Yes, perhaps a little filing here and there will do the trick. After all, it's DIY.

Carry on. :)

Hi, I think that Dan's PCB looks great, so making the body tubes and rails longer is not a problem, but I will need numbers to order the metal and to make the changes. I will not go ahead with anything until we have some idea of what we are looking at.

Thanks, V
[email protected]
 
poctop said:
Looks like a wet tantalum to me , but they may have had different type over times ,  as Metal paper, polyester also,
Why Not polyprop
Here is a shot ,.
Elam%20Back.gif
I have only seen wet tantalums in stock 251's over the last 24 years. Any film caps were aftermarket repairs.
 
Good point, David Bock. I have been unable to find any wet tantalums over 125V in the 3.3uF range, and they are very expensive. Do you think it's really worth it sound-wise, and is it dangerous to use a cap of 125V? And wouldn't it be dangerous for the transformer if the wet tantalum goes caput? I read that they short when they fail.
 
^

doing a wet tantalum search on the Vishay website yields some series of caps at higher voltages (180-200+) and appropriate capacitance. Don't know if any are OK for this application.

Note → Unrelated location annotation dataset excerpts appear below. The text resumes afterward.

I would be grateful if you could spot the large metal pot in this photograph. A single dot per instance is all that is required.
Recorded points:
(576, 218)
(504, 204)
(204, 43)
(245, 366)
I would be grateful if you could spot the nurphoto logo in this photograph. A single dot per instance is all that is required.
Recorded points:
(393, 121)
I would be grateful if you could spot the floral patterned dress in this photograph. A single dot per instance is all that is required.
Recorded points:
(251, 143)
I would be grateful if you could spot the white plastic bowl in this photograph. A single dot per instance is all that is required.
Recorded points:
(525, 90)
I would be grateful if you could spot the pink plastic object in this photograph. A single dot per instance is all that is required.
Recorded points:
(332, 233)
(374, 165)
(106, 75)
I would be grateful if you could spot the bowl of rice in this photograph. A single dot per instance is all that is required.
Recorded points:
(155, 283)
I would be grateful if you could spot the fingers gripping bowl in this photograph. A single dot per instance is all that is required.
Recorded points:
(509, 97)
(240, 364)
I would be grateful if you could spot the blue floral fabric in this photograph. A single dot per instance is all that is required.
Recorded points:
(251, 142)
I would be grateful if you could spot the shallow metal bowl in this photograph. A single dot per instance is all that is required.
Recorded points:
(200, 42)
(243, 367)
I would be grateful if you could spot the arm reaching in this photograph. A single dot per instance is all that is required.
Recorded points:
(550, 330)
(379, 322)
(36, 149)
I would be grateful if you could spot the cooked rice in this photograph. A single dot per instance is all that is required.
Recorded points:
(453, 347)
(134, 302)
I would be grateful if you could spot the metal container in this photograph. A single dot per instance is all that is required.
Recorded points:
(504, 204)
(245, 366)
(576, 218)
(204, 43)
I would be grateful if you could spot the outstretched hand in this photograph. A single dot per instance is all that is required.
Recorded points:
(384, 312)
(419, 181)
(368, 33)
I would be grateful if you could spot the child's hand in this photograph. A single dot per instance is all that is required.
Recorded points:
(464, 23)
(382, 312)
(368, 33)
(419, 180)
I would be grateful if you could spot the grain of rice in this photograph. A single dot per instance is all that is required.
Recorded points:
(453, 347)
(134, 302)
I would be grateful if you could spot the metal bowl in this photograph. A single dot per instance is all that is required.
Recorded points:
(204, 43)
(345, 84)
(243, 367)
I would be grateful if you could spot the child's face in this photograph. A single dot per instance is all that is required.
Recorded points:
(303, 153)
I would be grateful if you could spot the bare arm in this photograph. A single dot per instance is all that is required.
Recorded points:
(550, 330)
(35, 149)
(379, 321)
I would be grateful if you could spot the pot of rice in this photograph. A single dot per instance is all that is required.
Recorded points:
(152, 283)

They may sell them to you although I wonder what the MQ would be :)
 
Hi, I think that Dan's PCB looks great, so making the body tubes and rails longer is not a problem, but I will need numbers to order the metal and to make the changes. I will not go ahead with anything until we have some idea of what we are looking at.

Thanks, V
[email protected]


So .......

Anyone want me to start a feeler thread?



Henk
 
micaddict said:
Hi, I think that Dan's PCB looks great, so making the body tubes and rails longer is not a problem, but I will need numbers to order the metal and to make the changes. I will not go ahead with anything until we have some idea of what we are looking at.

Thanks, V
[email protected]


So .......

Anyone want me to start a feeler thread?



Henk

Very interested in purchasing a CK12 and ELA body.

When are the PCBs available?

Thanks
 
braeden said:
micaddict said:
Hi, I think that Dan's PCB looks great, so making the body tubes and rails longer is not a problem, but I will need numbers to order the metal and to make the changes. I will not go ahead with anything until we have some idea of what we are looking at.

Thanks, V
[email protected]


So .......

Anyone want me to start a feeler thread?



Henk

Very interested in purchasing a CK12 and ELA body.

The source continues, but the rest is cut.